Bruselas

Bruselas abre un procedimiento contra España por la recopilación masiva de datos de viajeros impulsada por Interior

El ministro del Interior, Fernando Grande Marlaska - Foto de Ministerio del Interior
La Comisión Europea cuestiona el sistema español de recopilación de datos de viajeros por posibles conflictos con la privacidad

La Comisión Europea ha iniciado un procedimiento contra España por el sistema de recopilación masiva de datos de viajeros impulsado por el Ministerio del Interior, al considerar que existen dudas sobre su compatibilidad con la normativa comunitaria en materia de protección de datos y privacidad.

El caso afecta a la obligación impuesta a hoteles, apartamentos turísticos, agencias de viaje, empresas de alquiler de vehículos y otros operadores turísticos de recopilar y trasladar a las autoridades españolas una amplia cantidad de información personal de millones de viajeros.

La apertura de este procedimiento sitúa el debate sobre el modelo español de control de viajeros en el ámbito europeo, donde las instituciones comunitarias deberán analizar si las medidas adoptadas respetan el equilibrio entre seguridad y derechos fundamentales.

Bruselas cuestiona la proporcionalidad de la medida

El objetivo defendido por el Gobierno para implantar este sistema ha sido reforzar la seguridad y mejorar la capacidad de prevención frente al terrorismo, el crimen organizado y otras amenazas.

Sin embargo, la Comisión Europea considera necesario evaluar si la cantidad de datos exigida resulta proporcional a los fines perseguidos y si la normativa española garantiza adecuadamente la protección de la privacidad de los ciudadanos.

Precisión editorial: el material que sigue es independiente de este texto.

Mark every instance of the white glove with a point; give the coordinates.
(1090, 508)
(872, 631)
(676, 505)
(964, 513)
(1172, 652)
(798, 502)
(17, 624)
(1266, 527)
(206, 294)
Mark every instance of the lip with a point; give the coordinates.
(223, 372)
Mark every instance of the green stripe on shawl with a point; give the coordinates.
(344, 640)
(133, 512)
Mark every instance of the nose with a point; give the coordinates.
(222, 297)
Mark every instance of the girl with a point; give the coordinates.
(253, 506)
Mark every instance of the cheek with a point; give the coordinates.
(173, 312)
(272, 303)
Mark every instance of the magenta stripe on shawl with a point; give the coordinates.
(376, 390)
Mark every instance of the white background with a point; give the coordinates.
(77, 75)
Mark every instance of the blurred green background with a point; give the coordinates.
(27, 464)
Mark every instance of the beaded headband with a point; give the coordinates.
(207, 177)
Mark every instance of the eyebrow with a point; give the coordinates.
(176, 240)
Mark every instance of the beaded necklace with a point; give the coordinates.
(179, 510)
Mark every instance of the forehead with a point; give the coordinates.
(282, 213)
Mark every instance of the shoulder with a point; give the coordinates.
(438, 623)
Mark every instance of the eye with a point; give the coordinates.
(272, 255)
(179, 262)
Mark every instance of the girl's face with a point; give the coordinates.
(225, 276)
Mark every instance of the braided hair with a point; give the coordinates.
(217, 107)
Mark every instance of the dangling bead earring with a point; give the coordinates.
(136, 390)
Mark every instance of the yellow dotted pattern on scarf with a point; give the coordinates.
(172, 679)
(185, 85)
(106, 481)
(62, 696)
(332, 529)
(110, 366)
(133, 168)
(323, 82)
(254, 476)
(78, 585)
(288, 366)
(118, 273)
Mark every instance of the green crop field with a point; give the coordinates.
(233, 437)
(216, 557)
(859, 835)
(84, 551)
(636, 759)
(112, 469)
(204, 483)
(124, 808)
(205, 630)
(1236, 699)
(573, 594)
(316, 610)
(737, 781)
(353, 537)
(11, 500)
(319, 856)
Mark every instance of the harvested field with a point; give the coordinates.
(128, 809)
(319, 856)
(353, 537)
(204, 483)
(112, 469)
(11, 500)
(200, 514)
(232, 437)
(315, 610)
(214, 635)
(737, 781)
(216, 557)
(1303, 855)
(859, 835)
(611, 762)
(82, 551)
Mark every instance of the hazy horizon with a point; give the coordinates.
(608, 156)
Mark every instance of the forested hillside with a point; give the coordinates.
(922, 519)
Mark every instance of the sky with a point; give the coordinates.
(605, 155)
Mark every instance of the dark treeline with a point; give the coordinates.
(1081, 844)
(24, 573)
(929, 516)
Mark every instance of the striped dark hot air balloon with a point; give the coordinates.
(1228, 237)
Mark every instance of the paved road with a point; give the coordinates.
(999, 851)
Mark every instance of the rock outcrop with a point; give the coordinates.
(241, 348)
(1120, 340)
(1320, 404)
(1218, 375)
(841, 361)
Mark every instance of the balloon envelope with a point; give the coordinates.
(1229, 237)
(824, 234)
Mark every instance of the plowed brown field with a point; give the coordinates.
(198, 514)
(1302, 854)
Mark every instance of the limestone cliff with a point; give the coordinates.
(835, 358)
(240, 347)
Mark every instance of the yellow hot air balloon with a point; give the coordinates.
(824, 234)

El procedimiento abierto examinará si las obligaciones impuestas a empresas turísticas y viajeros cumplen plenamente con la legislación europea en materia de tratamiento de datos personales.

Un debate que trasciende las fronteras españolas

La controversia se enmarca en una discusión cada vez más presente en el ámbito comunitario sobre los límites de la recopilación de información personal por parte de los Estados.

Por un lado, los gobiernos defienden la necesidad de contar con herramientas eficaces para combatir amenazas a la seguridad. Por otro, las instituciones europeas vigilan que esas medidas no vulneren libertades fundamentales ni excedan los principios de necesidad y proporcionalidad recogidos en el derecho comunitario.

La cuestión de fondo enfrenta dos pilares esenciales de las democracias europeas: la protección de la seguridad colectiva y la defensa de la privacidad individual.

España deberá responder a las observaciones europeas

La apertura del procedimiento supone el inicio de un proceso de análisis por parte de Bruselas sobre la normativa española.

Las autoridades comunitarias deberán determinar si el modelo actualmente vigente se ajusta plenamente al marco jurídico europeo o si, por el contrario, requiere modificaciones para garantizar una mejor protección de los derechos de los ciudadanos.

En este contexto, el economista José Ramón Riera ha sido especialmente crítico con la medida en distintas intervenciones públicas, al considerar que la recopilación masiva de información personal de los viajeros planteaba dudas sobre su alcance y sobre el impacto que podía generar en la percepción de España como destino turístico.

Seguridad, privacidad y libertades públicas

Más allá del resultado final del procedimiento, el expediente abierto por la Comisión Europea sitúa nuevamente en el centro del debate una cuestión que afecta a todos los países de la Unión Europea: hasta dónde puede llegar la recopilación de datos personales en nombre de la seguridad.

Lo que se analiza no es únicamente una cuestión administrativa o técnica, sino el equilibrio entre seguridad, privacidad y libertades públicas dentro del marco democrático europeo.

La decisión que finalmente adopten las instituciones comunitarias marcará el futuro de un sistema que afecta a millones de viajeros y que ahora queda bajo el escrutinio de Bruselas.